Je suis mieux en sûreté contre lui en un lieu où je lui ai manqué. Il pensera que j’ai pris déjà la fuite ; car le coupable ne se présente jamais là où il a commis le crime.

La Duchesse.

Dans quel but venez-vous alors ? quel est votre dessein ?

Le Comte.

De mourir.

La Duchesse.

Oh ! ne parlez pas ainsi.

Le Comte.

Qu’ai je encore à regretter, puisque vous m’ordonnez de partir ? Qui m’attache à la vie si je vous perds ?

La Duchesse.

Ne songez-vous donc pas, méchant que vous êtes, que votre persistance me tue ? Fuyez, Prospero ; qu’attendez-vous ?

Le Comte.

Votre seule considération pouvait me décider à la fuite. C’est vous qui m’ôtez tout le courage, c’est vous qui faites de moi un homme faible et lâche.
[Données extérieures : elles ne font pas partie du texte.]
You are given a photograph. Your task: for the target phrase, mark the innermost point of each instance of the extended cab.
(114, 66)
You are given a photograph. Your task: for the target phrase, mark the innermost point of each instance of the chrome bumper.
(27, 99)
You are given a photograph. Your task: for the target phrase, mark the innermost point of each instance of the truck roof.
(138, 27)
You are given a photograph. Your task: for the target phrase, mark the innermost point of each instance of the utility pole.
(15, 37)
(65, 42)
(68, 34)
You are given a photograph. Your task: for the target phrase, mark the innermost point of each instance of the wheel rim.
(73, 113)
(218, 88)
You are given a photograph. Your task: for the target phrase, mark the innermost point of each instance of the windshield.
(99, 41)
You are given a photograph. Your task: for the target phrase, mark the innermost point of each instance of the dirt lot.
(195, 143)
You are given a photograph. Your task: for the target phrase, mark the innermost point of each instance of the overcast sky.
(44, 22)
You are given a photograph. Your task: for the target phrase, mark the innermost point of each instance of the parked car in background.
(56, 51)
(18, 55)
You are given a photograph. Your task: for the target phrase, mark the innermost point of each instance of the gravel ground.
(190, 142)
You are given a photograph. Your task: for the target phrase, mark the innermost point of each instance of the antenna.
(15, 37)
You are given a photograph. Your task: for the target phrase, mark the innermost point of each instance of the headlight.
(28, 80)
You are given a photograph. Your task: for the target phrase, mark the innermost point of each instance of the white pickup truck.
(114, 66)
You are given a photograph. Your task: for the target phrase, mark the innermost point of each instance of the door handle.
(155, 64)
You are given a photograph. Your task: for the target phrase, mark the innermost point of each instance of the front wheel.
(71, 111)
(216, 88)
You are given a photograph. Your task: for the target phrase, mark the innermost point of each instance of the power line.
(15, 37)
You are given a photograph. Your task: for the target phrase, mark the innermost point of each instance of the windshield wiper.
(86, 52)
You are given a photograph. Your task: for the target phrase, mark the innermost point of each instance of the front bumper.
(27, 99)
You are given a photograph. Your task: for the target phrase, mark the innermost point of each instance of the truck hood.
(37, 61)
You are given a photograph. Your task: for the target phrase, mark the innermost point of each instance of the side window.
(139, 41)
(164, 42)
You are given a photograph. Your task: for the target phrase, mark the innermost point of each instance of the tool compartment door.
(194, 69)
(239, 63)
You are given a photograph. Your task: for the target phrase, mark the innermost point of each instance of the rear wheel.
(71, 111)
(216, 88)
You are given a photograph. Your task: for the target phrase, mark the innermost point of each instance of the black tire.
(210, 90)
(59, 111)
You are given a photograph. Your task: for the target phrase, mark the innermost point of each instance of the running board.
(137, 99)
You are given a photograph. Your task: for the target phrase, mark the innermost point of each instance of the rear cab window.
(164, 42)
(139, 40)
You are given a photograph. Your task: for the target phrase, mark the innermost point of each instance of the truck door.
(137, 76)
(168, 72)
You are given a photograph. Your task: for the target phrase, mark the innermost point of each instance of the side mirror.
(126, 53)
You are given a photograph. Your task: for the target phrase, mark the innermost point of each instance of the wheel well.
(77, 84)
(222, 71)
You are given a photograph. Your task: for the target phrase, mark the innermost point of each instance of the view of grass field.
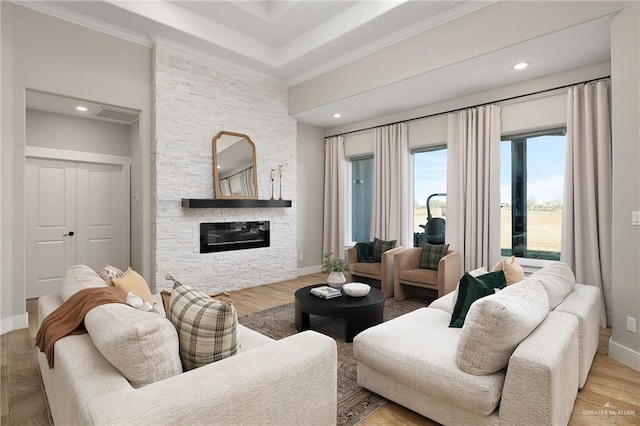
(544, 225)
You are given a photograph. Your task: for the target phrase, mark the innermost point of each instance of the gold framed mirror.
(234, 166)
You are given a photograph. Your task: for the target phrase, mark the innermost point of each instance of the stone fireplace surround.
(194, 98)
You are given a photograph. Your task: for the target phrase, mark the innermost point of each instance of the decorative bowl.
(356, 289)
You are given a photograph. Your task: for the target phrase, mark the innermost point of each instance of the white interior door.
(103, 216)
(50, 219)
(77, 213)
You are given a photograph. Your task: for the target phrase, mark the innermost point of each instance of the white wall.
(310, 197)
(50, 130)
(625, 112)
(195, 98)
(43, 53)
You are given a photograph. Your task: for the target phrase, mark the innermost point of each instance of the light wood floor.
(610, 396)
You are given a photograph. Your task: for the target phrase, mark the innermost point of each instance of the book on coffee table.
(326, 292)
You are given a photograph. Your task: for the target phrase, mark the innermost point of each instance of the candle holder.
(280, 177)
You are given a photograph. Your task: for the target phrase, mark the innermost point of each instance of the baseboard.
(310, 270)
(624, 355)
(14, 323)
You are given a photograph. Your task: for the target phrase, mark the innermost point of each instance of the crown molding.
(208, 56)
(84, 21)
(406, 33)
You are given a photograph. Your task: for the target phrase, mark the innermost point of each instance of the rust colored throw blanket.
(69, 317)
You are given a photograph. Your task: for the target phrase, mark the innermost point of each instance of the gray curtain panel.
(587, 213)
(473, 186)
(390, 218)
(334, 164)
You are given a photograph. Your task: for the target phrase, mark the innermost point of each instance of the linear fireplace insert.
(225, 236)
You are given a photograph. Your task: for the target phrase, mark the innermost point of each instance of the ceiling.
(294, 41)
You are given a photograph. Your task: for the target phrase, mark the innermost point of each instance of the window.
(429, 196)
(531, 194)
(361, 173)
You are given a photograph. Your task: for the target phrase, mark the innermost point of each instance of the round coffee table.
(359, 313)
Je ne crains pas la mort, mais je vous aime. — Où

  1. Pues un rey no me agraviaba.

    Prospero veut dire par là que les princes du sang royal sont placés tellement au-dessus des gentilsshommes, que leur conduite à l’égard de ces derniers ne peut jamais être une offense. Cette pensée, d’ailleurs fort subtile, était devenue éminemment espagnole sous Philippe II.